With UW-Madison engineers' expertise, German fusion experiment achieves major milestone
In June 2015, one of the world's most innovative fusion experiments marked a major technological achievement that likely will make it a viable candidate for producing energy from fusion.
Housed at the Max-Planck Institute für Plasmaphysik in Germany, the Wendelstein 7-X is a massive experimental stellarator with modular superconducting coils that produce a magnetic field that meets the precise requirements for confining and sustaining a high-temperature fusion plasma.
Researchers associated with the device announced on June 16, 2015, that not only do the device's superconducting magnetic coils produce the required magnetic field, but the configuration of the plasma's magnetic cage is in line with the researchers' calculations. They anticipate that later in 2015, the Wendelstein 7-X will produce its first plasma.
College of Engineering faculty also have strong ties to the experiment. David Anderson, the Jim and Ann Sorden Professor of electrical and computer engineering, and Oliver Schmitz, an assistant professor of engineering physics, both have contributed to the project. Anderson, who directs the HSX device—a helically symmetrical fusion experiment that has many attributes in common with the Wendelstein—has contributed HSX experimental measurements, compared with computational models, while Schmitz contributed his expertise in experimental and numerical analysis of plasma-edge transport and neutral/impurity modeling in the edge plasma. Students from both faculty members' research groups participate on-site at the Wendelstein 7-X in experimental activities coordinated with U.S. Department of Energy-funded work on the College of Engineering campus.
Fusion researchers aim to develop an environmentally friendly power source via methods similar to the sun. Upon its completion, the Wendelstein 7-X will be the largest stellarator-type fusion device in the world—and, while the device itself is not designed to produce energy, it will be a testbed for demonstrating the feasibility of the concept for generating energy.
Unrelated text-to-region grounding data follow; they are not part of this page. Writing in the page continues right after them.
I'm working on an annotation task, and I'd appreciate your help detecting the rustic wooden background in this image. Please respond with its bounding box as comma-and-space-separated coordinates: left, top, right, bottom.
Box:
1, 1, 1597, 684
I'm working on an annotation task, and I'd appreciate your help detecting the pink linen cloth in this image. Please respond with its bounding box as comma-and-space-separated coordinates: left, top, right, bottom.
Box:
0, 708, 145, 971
"Its electron beam mapping has confirmed that the precise structure needed for good plasma confinement has been realized through careful design, fabrication and assembly," says Anderson. "This clears the last major hurdle before plasma operations is scheduled to begin soon. Operation will truly be a momentous occasion in fusion research as the first demonstration of the advanced optimized stellarator as a viable candidate for demo and fusion energy."